By Courtney Linder
WWR Article Summary (tl;dr) In an effort to spread a message of diversity and inclusion, a Pittsburgh entrepreneur is creating doll-sized hijabs for barbies. The small squares of fabric are each handmade in varying colors and patterns, mirroring the real-life headscarves that typically measure 36 inches on each side.
Gisele Fetterman, who started the Braddock Free Store and co-founded the excess food collection service 412 Food Rescue, goes to great lengths to instill values of egalitarianism in her three young children.

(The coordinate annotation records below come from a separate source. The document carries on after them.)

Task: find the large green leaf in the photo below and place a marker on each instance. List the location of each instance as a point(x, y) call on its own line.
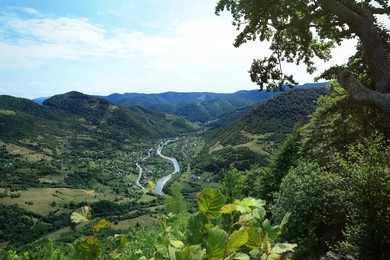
point(281, 248)
point(83, 214)
point(236, 240)
point(244, 206)
point(259, 213)
point(239, 256)
point(195, 227)
point(285, 220)
point(254, 238)
point(194, 252)
point(210, 202)
point(89, 248)
point(228, 209)
point(100, 225)
point(272, 231)
point(175, 241)
point(215, 243)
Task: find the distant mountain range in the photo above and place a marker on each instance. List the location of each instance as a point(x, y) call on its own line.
point(216, 108)
point(75, 120)
point(255, 135)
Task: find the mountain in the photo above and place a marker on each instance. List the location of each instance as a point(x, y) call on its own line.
point(76, 119)
point(254, 136)
point(200, 106)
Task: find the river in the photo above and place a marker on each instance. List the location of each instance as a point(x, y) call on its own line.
point(161, 182)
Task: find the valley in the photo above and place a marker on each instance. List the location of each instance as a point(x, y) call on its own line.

Back in 2013, before state-level bans against same-sex marriage were overturned, her husband, Braddock Mayor John Fetterman, performed the first gay marriage in Allegheny County in their home, although the union would not be legally recognized.
Gisele Fetterman, originally from Rio de Janeiro, told her oldest child, Karl, now 8, that the ceremony would be between two men. He simply responded, “So what?”
Now, amid fallout from the Trump administration’s revised travel ban, daughter Grace, 5, doesn’t understand why none of her dolls resemble her friend Salma’s mother, Safaa Bokhari, a 30-year-old Muslim from Saudi Arabia who wears a hijab, or a traditional head covering. She lives in Oakland.
“I love that Grace doesn’t understand why someone would have an issue (with veiled dolls),” Gisele Fetterman said.
But while Gisele Fetterman easily found doll-sized glasses for Grace’s Barbies on Amazon after her daughter got her first pair, she could not find a hijab.
It was difficult for her to explain to her young daughter why a portion of the population was not represented in her doll collection, which includes an African-American doll and a doll in a wheelchair. As of 2015, Pew Research Center estimated that 3.3 million Muslims live in the United States.
Out of this frustration, Gisele Fetterman enlisted help from Cindy McCune, a stay-at-home mother of two and artist based in Rankin.